From earlier leaveless, from Middle English leveles, equivalent to leaf +‎ -less.

Adjective

leafless (not comparable)

  1. Of plants or trees, without leaves.
    In winter the leafless trees look cold.
    • 1842, [Katherine] Thomson, chapter XI, in Widows and Widowers. A Romance of Real Life., volume I, London: Richard Bentley, , →OCLC, page 214:
      One afternoon, when all the party from the house were riding, Adeline sauntered under the leafless, hazel hedges, which separated the pleasure domain from the park.
    • 1843 December 19, Charles Dickens, “Stave Two. The First of the Three Spirits.”, in A Christmas Carol. In Prose.

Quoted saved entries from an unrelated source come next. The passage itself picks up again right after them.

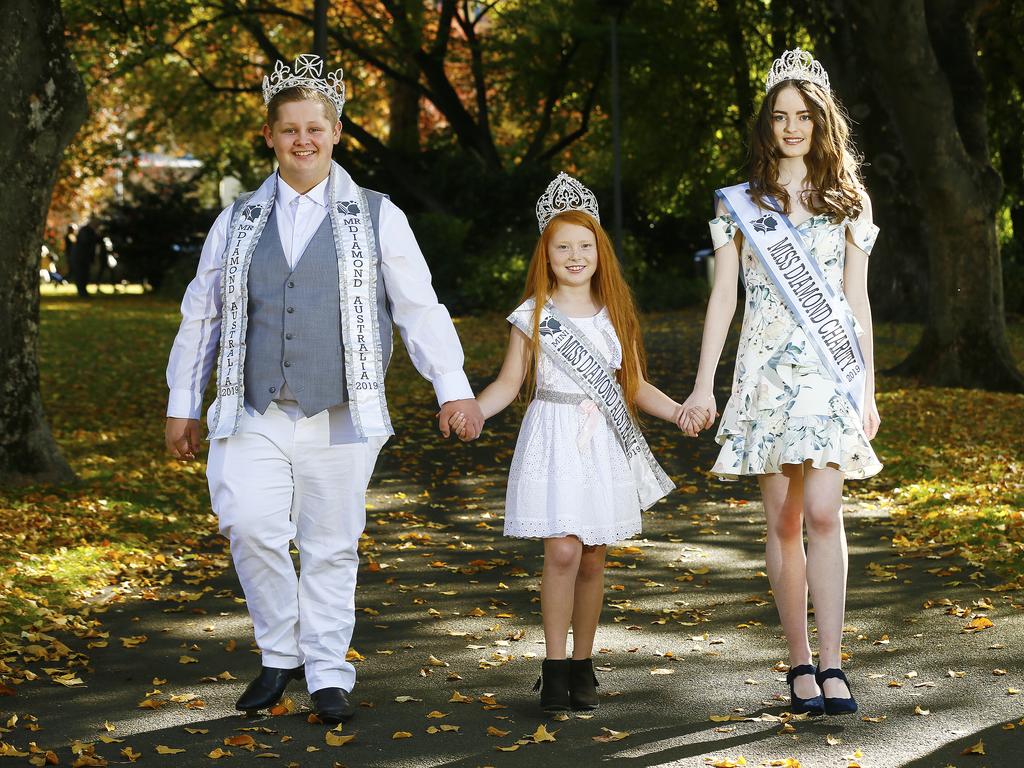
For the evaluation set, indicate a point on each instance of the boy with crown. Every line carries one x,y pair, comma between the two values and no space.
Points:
296,292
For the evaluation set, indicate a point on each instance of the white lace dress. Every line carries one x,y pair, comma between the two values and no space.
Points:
784,408
566,480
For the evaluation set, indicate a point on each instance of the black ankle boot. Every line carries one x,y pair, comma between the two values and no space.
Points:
583,684
554,685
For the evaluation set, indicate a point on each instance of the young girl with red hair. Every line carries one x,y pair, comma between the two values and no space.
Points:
582,472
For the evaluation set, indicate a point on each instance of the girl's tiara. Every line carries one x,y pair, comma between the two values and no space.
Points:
307,73
565,194
797,65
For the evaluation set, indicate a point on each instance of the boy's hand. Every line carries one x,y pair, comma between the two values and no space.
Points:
470,410
182,437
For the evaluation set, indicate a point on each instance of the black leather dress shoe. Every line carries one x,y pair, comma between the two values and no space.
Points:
267,688
332,706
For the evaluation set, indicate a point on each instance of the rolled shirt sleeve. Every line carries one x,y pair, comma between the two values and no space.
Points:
425,325
195,348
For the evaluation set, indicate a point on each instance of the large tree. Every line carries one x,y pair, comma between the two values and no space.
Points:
42,102
925,65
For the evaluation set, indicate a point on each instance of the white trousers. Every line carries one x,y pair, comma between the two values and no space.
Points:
279,480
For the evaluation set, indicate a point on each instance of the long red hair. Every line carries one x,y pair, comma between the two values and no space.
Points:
608,288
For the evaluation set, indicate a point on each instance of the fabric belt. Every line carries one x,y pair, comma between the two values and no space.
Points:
565,398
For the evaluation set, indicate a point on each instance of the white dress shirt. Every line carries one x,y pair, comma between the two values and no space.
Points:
424,324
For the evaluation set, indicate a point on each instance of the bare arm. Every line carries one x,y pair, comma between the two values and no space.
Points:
497,395
855,289
652,400
721,308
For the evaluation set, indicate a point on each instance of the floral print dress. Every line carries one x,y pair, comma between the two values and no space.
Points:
784,408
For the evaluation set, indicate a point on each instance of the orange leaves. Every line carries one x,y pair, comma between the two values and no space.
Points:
163,750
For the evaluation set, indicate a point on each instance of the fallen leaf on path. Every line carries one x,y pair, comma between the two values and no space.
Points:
542,734
335,738
978,749
610,735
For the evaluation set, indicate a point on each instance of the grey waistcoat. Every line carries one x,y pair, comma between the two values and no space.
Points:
294,327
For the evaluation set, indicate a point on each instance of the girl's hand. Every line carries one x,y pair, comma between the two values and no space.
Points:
871,419
699,412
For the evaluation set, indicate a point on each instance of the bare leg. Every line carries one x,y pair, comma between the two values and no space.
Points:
588,600
561,561
782,497
826,565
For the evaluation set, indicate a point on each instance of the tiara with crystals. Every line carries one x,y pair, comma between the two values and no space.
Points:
307,73
565,194
797,65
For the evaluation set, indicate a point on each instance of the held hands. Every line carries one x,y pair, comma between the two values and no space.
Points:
696,414
181,437
871,419
462,417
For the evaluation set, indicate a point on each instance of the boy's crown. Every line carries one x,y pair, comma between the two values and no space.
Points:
307,72
565,194
797,65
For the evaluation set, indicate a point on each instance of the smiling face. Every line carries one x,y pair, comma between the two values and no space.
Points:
792,124
571,253
302,137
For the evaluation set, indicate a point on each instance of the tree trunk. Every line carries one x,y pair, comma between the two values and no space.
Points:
938,108
42,103
898,278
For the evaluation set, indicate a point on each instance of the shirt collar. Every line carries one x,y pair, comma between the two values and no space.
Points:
287,196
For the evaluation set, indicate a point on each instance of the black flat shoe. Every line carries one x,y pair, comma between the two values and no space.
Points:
814,706
332,706
583,685
554,685
834,705
267,688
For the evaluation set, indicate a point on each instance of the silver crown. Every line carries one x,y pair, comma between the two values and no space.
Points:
565,194
307,73
797,65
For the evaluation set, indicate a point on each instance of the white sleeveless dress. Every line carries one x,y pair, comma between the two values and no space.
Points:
569,477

Being a Ghost Story of Christmas, London: Chapman & Hall, , →OCLC, page 50:
      Not a latent echo in the house, not a squeak and scuffle from the mice behind the panneling, not a drip from the half-thawed water-spout in the dull yard behind, not a sigh among the leafless boughs of one despondent poplar, not the idle swinging of an empty store-house door, no, not a clicking in the fire, but fell upon the heart of Scrooge with softening influence, and gave a freer passage to his tears.
    • 1915, Edgar Lee Masters, “Hare Drummer”, in Spoon River Anthology, New York, N.Y.: The Macmillan Company, page 27:
      For many times with the laughing girls and boys / Played I along the road and over the hills / When the sun was low and the air was cool, / Stopping to club the walnut tree / Standing leafless against a flaming west.